I remind him that when Socrates had drunk the hemlock—in the Phaedo we read together—the cold was cr
eeping up his legs, how his students bent over him, saying, Don’t you have anything more to tell us…. And in the Chekhov biography I just finished, he was coughing into his napkin bright red arterial blood, and once the doctor announced it was hopeless, champagne was called for.
Dev comes out wrapped in an oversize bathrobe, and he’s got that crease in his forehead that comes when he sees me cry. He knows Walt’s fading, and his hand settles on my shoulder.
Remember back when I was in school, I finally say into the putty-colored receiver, how you bought all those lunches and theater tickets for me, when I asked how I’d ever pay you back? Remember what you said?
He’s too breathless to respond.
You said, It’s not that linear. You’re gonna go on to help somebody else. Well, I got a chance to help my assistant out of a pinch. And she asked how she’d pay me back, and I told her the story. I’d never have done that without you.
He’s struggling to say something, barely audible his voice is, a plume of air, the smoke trail a voice leaves behind. He says, Tell her to thank me.
43
The Spiritual Exercises of St. Ignatius
Late have I loved you, O Beauty, so ancient and so new, late have I loved you. For behold you were within me, and I outside; and I sought you outside and in my unloveliness fell upon those lovely things which you have made. You were with me, and I was not with you.
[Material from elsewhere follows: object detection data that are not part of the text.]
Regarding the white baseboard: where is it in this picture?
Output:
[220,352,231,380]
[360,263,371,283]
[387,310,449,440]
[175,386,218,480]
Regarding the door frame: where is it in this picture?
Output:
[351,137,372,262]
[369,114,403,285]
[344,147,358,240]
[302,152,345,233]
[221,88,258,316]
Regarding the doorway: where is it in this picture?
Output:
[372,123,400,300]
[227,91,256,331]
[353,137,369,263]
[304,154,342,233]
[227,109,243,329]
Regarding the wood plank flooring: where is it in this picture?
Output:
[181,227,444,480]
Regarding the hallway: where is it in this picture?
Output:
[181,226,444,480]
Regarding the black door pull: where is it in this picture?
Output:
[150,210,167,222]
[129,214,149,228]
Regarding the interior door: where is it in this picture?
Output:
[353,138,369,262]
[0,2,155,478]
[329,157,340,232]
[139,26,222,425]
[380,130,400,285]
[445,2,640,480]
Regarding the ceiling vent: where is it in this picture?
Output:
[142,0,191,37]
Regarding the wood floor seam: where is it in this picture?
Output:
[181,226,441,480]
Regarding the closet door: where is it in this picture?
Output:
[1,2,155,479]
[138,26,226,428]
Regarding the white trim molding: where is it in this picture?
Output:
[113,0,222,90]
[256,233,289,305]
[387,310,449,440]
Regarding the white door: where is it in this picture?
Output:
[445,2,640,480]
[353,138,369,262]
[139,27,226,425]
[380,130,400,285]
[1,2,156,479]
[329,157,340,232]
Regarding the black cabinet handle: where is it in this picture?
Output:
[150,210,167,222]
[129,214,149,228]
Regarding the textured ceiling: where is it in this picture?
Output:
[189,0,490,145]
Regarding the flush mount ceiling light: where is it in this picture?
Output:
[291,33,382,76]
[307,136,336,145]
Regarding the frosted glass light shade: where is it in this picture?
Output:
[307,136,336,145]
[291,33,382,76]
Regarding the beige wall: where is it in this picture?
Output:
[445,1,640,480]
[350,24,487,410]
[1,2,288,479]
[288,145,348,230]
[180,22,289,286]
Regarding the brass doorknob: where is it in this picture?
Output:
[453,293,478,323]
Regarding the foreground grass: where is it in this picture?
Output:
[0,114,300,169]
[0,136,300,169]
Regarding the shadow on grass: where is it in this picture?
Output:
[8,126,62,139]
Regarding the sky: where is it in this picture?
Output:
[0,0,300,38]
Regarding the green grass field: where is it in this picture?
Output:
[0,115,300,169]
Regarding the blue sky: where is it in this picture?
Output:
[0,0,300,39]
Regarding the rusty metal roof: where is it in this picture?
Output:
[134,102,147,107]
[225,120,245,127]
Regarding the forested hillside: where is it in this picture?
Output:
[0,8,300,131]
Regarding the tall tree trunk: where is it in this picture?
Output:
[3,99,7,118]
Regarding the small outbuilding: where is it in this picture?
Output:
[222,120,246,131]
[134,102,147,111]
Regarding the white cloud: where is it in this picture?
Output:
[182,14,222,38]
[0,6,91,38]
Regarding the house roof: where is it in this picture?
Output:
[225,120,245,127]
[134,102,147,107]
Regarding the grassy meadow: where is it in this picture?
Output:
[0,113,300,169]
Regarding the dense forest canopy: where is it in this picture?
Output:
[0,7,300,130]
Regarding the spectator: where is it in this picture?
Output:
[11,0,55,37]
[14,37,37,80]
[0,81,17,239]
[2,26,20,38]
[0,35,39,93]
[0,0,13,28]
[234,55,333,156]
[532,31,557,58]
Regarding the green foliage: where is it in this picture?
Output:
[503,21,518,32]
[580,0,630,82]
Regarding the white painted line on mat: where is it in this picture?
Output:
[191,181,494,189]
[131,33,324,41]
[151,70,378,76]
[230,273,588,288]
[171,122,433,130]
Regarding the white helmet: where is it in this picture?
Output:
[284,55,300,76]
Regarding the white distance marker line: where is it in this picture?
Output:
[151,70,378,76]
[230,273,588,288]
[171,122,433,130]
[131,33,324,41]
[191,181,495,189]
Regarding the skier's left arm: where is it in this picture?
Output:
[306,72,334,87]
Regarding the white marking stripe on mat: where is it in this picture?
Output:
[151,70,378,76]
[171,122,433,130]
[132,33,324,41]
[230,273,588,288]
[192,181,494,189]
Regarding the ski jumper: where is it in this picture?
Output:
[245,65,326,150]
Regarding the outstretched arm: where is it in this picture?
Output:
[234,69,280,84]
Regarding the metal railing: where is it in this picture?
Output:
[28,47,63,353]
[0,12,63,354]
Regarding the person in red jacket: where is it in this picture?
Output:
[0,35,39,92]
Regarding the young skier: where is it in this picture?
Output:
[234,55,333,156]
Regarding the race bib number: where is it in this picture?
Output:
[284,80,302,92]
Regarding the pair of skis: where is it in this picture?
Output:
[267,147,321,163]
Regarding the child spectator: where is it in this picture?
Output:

I was kept from you by those things, yet had they not been in you, they would not have been at all. You called and cried to me to break open my deafness and you sent forth your beams and you shone upon me and chased away my blindness. You breathed fragrance upon me, and I drew in my breath and now do pant for you…
—St. Augustine, City of God
After ten months praying in a cave in Manresa, St. Ignatius received a vision that permitted him to see God in all things—the stated goal of his Spiritual Exercises, which are part of each Jesuit’s novitiate.
This doesn’t innately appeal to me. Despite my conversion, I don’t much care to see God in all things. I prefer to find God in circumstances I think up in advance, at home in my spare time—circumstances God will fulfill for me like a gumball machine when I put the penny of my prayer into it.